Zhi-Qi Cheng, Ph.D.
About
Dr. Zhi-Qi Cheng is an Assistant Professor of Computer Science & Systems. His research focuses on multimodal artificial intelligence, computer vision, and foundation models for perception and decision support.
Before joining the University of Washington, Dr. Cheng was part of Carnegie Mellon University’s School of Computer Science, where he advanced from Research Associate and Postdoctoral Researcher to Project Scientist and Instructor at the Language Technologies Institute (LTI). He played key roles in several U.S. government–funded AI programs, serving as Technical Lead for the DARPA KAIROS project and contributing to IARPA DIVA and NIST PSIAP. His team developed large-scale video analytics and schema-based reasoning systems for multimodal event understanding.
Dr.
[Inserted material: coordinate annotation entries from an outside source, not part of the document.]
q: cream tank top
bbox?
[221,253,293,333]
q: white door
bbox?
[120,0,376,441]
Cheng’s work has also made real-world impact: his video analytics pipelines supported The Washington Post’s Pulitzer Prize for Public Service–winning investigations (2022). His research has been published in top-tier venues including CVPR, ICCV, NeurIPS, ICLR, AAAI, IJCAI, and ACM Multimedia.
He previously held research internships at Alibaba DAMO Academy, Google Brain, and Microsoft Research, focusing on multimodal learning, scalable perception systems, and foundation models. His contributions have been recognized with the Intel Ph.D. Fellowship and the IBM Outstanding Student Scholarship.
Dr. Cheng’s research and public-facing work have been featured in leading media outlets including The Washington Post, The New York Times, and CBS News.
Selected recent publications (full list on Google Scholar).
- MaxSup: Overcoming Representation Collapse in Label Smoothing (NeurIPS 2025, Oral; acceptance: 77/21,575 ≈ 0.36%)
- Human-Aware Vision-and-Language Navigation (NeurIPS 2024, Spotlight) [Code] [Project]
- Emotion-LLaMA: Multimodal Emotion Recognition and Reasoning with Instruction Tuning (NeurIPS 2024) [Code] [Project]
- Towards Calibrated Robust Fine-Tuning of Vision-Language Models (NeurIPS 2024)
- Rethinking Spatial Invariance of Convolutional Networks for Object Counting (CVPR 2022) — methods used in The Washington Post investigations that won the 2022 Pulitzer Prize for Public Service [Code]
- StableAnimator: High-Quality Identity-Preserving Human Image Animation (CVPR 2025) [Code] [Project]
- Video2Shop: Exact Matching Clothes in Videos to Online Shopping Images (CVPR 2017)
- ChartReader: A Unified Framework for Chart Derendering and Comprehension (ICCV 2023) [Code]
- MetaDesigner: AI-Driven, User-Centric, Multilingual WordArt Synthesis (ICLR 2025)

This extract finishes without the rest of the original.